Systems · Content automation
Human-approved social publishing pipeline
A Python service for a football content workflow. It finds stories, drafts captions, checks and cuts out real photos, and renders branded posts, carousels and reels. A person picks, shapes and approves every post in Telegram before it goes to Instagram.
At a glance
Role
Designed and built it with Claude Code. I operate it and approve every post.
Tools
- Python
- Telegram Bot API
- Instagram Graph API
- Pillow
- FFmpeg
- Gemini 2.5 Flash
- BiRefNet on fal
Outcomes
- Nothing is drafted until a story is picked, and nothing is published without an explicit approval.
- Real photos pass five checks before they are offered; subjects are cut out, not generated.
- 342 offline tests pass with every network call stubbed.
Links
The problem
Football news moves fast, and an account needs posts within minutes, in a consistent voice and look. Fully automatic posting risks wrong facts and unusable photos; fully manual posting is too slow.

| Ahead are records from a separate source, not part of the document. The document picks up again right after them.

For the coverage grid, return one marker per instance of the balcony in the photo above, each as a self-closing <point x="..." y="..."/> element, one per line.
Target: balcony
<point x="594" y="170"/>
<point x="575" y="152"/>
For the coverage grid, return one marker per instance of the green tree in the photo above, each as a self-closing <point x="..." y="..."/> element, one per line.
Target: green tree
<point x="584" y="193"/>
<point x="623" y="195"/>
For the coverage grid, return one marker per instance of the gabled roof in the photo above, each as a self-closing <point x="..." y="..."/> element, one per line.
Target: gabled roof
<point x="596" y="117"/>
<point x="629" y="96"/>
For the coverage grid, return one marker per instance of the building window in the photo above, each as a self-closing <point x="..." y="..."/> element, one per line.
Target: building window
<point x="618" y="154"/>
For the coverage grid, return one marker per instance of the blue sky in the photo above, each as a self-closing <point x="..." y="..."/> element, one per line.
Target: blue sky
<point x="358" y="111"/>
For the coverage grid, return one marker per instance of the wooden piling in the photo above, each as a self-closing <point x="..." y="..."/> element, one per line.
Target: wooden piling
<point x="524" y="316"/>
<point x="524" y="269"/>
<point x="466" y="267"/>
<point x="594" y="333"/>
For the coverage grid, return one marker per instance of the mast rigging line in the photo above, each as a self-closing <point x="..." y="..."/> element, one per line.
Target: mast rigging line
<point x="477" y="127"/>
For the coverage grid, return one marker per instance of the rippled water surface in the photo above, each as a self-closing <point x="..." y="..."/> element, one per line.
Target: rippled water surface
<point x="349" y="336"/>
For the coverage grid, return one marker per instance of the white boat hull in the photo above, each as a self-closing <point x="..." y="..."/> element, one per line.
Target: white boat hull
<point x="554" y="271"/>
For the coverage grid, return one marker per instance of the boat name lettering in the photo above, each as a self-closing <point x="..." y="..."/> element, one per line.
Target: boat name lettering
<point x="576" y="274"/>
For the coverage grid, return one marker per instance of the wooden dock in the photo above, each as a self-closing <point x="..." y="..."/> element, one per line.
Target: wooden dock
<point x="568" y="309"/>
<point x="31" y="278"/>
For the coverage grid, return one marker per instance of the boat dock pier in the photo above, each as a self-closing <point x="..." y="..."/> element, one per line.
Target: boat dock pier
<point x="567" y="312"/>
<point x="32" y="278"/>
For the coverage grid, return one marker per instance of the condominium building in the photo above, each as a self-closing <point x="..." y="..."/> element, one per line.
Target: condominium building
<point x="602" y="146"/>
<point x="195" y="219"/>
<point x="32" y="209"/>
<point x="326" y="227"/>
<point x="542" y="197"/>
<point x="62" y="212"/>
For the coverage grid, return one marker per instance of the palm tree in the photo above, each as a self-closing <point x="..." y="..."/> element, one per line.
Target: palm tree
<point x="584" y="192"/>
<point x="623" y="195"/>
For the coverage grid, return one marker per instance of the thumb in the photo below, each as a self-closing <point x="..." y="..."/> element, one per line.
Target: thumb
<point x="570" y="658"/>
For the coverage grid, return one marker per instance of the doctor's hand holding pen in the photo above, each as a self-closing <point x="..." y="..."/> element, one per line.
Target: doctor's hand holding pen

The service does the searching, drafting, checking and rendering. The person keeps the judgement: which story, which words, which photo, and whether it goes out at all.
From story to published post
-
01
Collect stories
Every two hours the service refreshes its story pool. Outside quiet hours (23:00 to 08:00) it sends a menu of up to ten stories, at most three per source.
-
02
Pick one
The operator picks a story, filters the menu, asks for a topic or pastes a link.
Human approval -
03
Draft and search
Three caption options in the house voice, and candidate photos from the article, image search and open libraries.
-
04
Shape it
Choose caption A, B or C, a headline word and photo 1, 2 or 3. Edit in plain language, undo, or send an exact edit.
Human approval -
05
Build the post
The cut-out, headline, grade and wordmark are rendered into a single post, carousel or reel preview.
-
06
Approve
Post as a single image or carousel, or cancel.
Human approval -
07
Publish
The post goes to Instagram and the live link comes back to the chat.
Human approval
Five checks before a photo is offered
- 01
Source filter
Watermarked stock-agency hosts are dropped before anything is downloaded.
- 02
Resolution
The short side must be at least 500 px. No thumbnails.
- 03
Vision check
A vision model confirms the right subject and face, and rejects watermarks and pre-made graphics.
- 04
Cut-out
A segmentation matte isolates the subject, who must fill at least half the frame height.
- 05
Crop
The frame is auto-cropped to 4:5 for the post canvas.
Output formats
| Format | Size | Built from |
|---|---|---|
| Single post | 1080 × 1350 | Fixed headline at the top, cut-out subject with rim light and shadow, grain, wordmark and accent colour |
| Carousel | 1080 × 1350 slides | Photos cropped to 4:5 with a light grade and the wordmark |
| Reel | 1080 × 1920 | A pasted clip with a hook card, highlighted punch word and source credit, composed with FFmpeg |
Limits that keep the operator in control
- Open drafts
- New menus pause while two drafts are waiting for a decision.
- Unpicked stories
- Return to the pool and can be offered again after 90 minutes.
- Failures
- A failed attempt returns the story to the menu instead of marking it used.
- Keys
- API keys live only on the server, never in the repository.
The menu gate
NEWS_INTERVAL_S = 2 * 60 * 60
QUIET_START, QUIET_END = 23, 8
MAX_OPEN_DRAFTS = 2
MENU_SIZE = 10
RE_PITCH_COOLDOWN_MIN = 90
SOURCE_CAP = 3
…
if not _awake():
log.info("cycle: quiet hours — pool refreshed, no menu")
return {"ok": True, "skipped": "quiet hours"}
_expire_stale_drafts()
open_rows = _open_draft_rows()
if len(open_rows) >= MAX_OPEN_DRAFTS:
…
stories = list_story_candidates()
if not stories:
return {"ok": True, "skipped": "nothing new to pitch"}
out = send_story_menu(stories)
The scheduler never drafts on its own. It only offers a menu, and holds it back in quiet hours or while decisions are pending.
Architecture
Operator
- Telegram chat: menus, options, previews, approve and cancel
Python service
- Scheduler and story pool
- Drafts: captions, headline words, edits
- Images: search, checks, cut-outs, crops
- Templates: posts, carousels, reel cards
- Reels: clip fetch and FFmpeg compose
Models
- Caption model: GLM, with Gemini 2.5 Flash as fallback
- Gemini 2.5 Flash for vision checks
- BiRefNet on fal for segmentation
Publishing
- Instagram Graph API: image, carousel and reel
- Cloudflare R2 for image hosting
One plain Python service using httpx, Pillow and boto3. Models are called over plain HTTP, with no agent framework.
Testing
- Tests
- 342 passing on 15 September 2026, run offline with a fake Telegram client and every network call stubbed.
- Screens
- The live chat and the published posts identify the account, so this page shows the flow, checks and formats instead of screenshots.